Former submariner turned political staffer Rex Patrick, an adviser to Xenophon, has been identified as the source of information for a front page newspaper story in August that triggered an international furore that embarrassed India and the French government-owned submarine builder DCNS, Sydney Morning Herald reports quoting an investigation done by Fairfax Media.
The leak of thousands of pages of information included stealth capabilities and sensitive data related to diving, sonar, noise and the combat system.
According to the report, it was revealed that Senate fully supported his staffer who alerted the media organisation to its existence along with a few redacted sample pages to prove the breach was real.
An investigation has also discovered Mr Patrick tried to tell the Department of Defence in 2013 that DCNS had suffered the major data breach, but the senior navy officer he spoke to did not act on the information.

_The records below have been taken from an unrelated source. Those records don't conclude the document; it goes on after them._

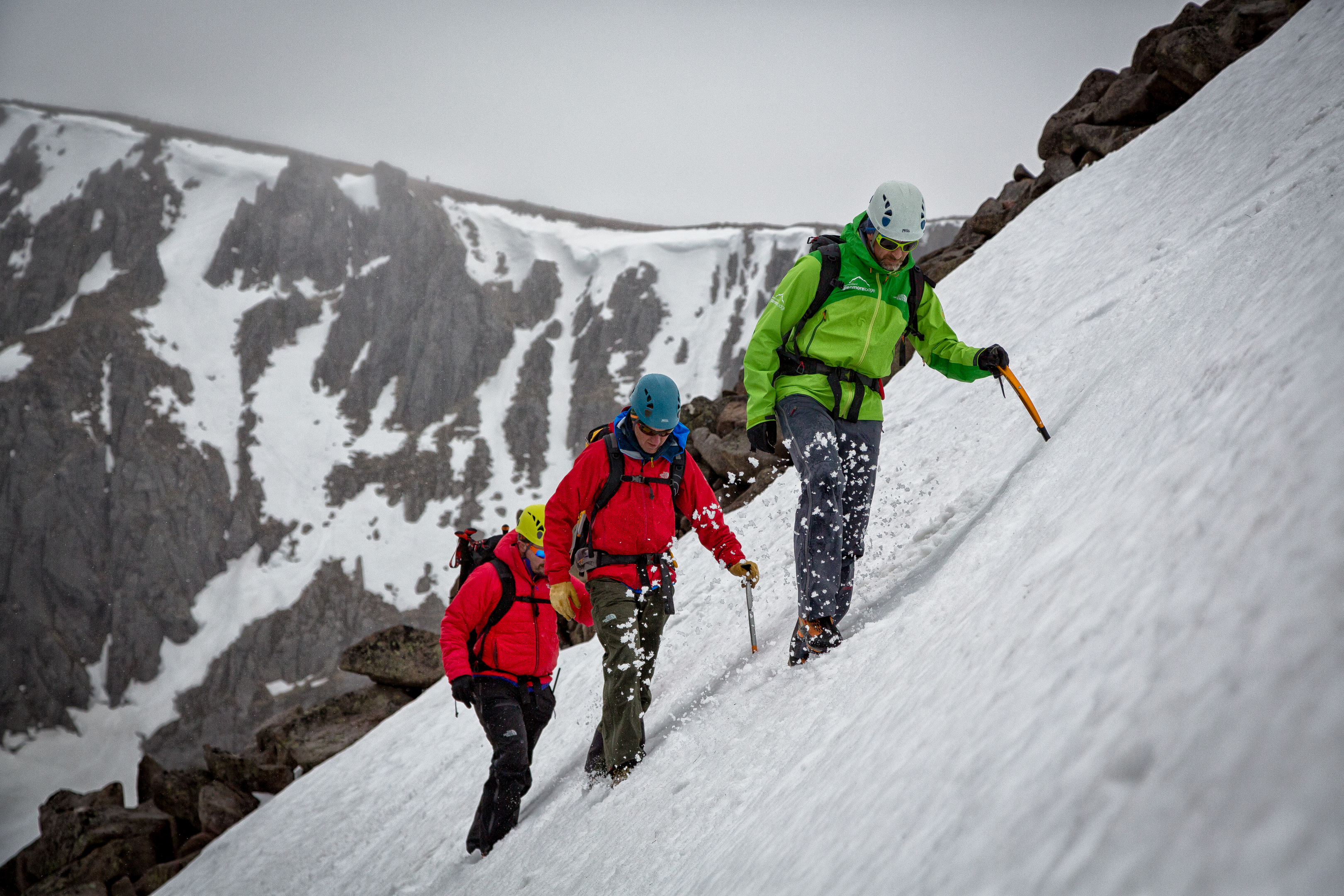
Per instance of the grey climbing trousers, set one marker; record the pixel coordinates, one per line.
(629, 626)
(838, 467)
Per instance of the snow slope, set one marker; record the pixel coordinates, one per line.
(1107, 664)
(706, 278)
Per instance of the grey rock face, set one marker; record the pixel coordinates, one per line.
(108, 530)
(401, 656)
(635, 315)
(302, 643)
(1137, 100)
(1110, 109)
(245, 774)
(1191, 57)
(528, 417)
(224, 806)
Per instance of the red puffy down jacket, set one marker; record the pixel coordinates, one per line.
(639, 519)
(525, 643)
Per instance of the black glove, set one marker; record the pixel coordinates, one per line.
(761, 437)
(992, 358)
(464, 689)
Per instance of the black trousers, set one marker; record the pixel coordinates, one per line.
(514, 719)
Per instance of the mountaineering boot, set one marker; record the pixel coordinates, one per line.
(812, 637)
(799, 645)
(594, 765)
(823, 635)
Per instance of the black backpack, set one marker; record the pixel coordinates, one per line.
(584, 555)
(472, 551)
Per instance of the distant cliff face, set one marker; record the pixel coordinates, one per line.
(248, 394)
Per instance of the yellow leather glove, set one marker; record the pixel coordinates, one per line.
(746, 569)
(565, 599)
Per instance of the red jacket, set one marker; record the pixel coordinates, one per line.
(639, 519)
(525, 643)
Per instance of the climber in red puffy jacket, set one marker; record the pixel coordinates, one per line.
(628, 485)
(507, 675)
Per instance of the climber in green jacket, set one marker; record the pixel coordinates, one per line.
(816, 381)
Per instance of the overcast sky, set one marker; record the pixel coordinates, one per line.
(674, 113)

In August, The Australian revealed details on the leak which contained the entire secret combat capability of the six Scorpene-class submarines that French shipbuilder DCNS has designed for the Indian Navy.
The leak sparked grave concern in Australia and especially in the US where senior navy officials have privately expressed fears about the security of top-secret data entrusted to France.
Australian Defence Minister Marise Payne was quoted as saying that the government "does not consider the unauthorised disclosure of information to be appropriate or in the public interest".
"The Australian government will review the security clearance of any individual or individuals who may have been involved in the alleged unauthorised disclosure," she said on Saturday.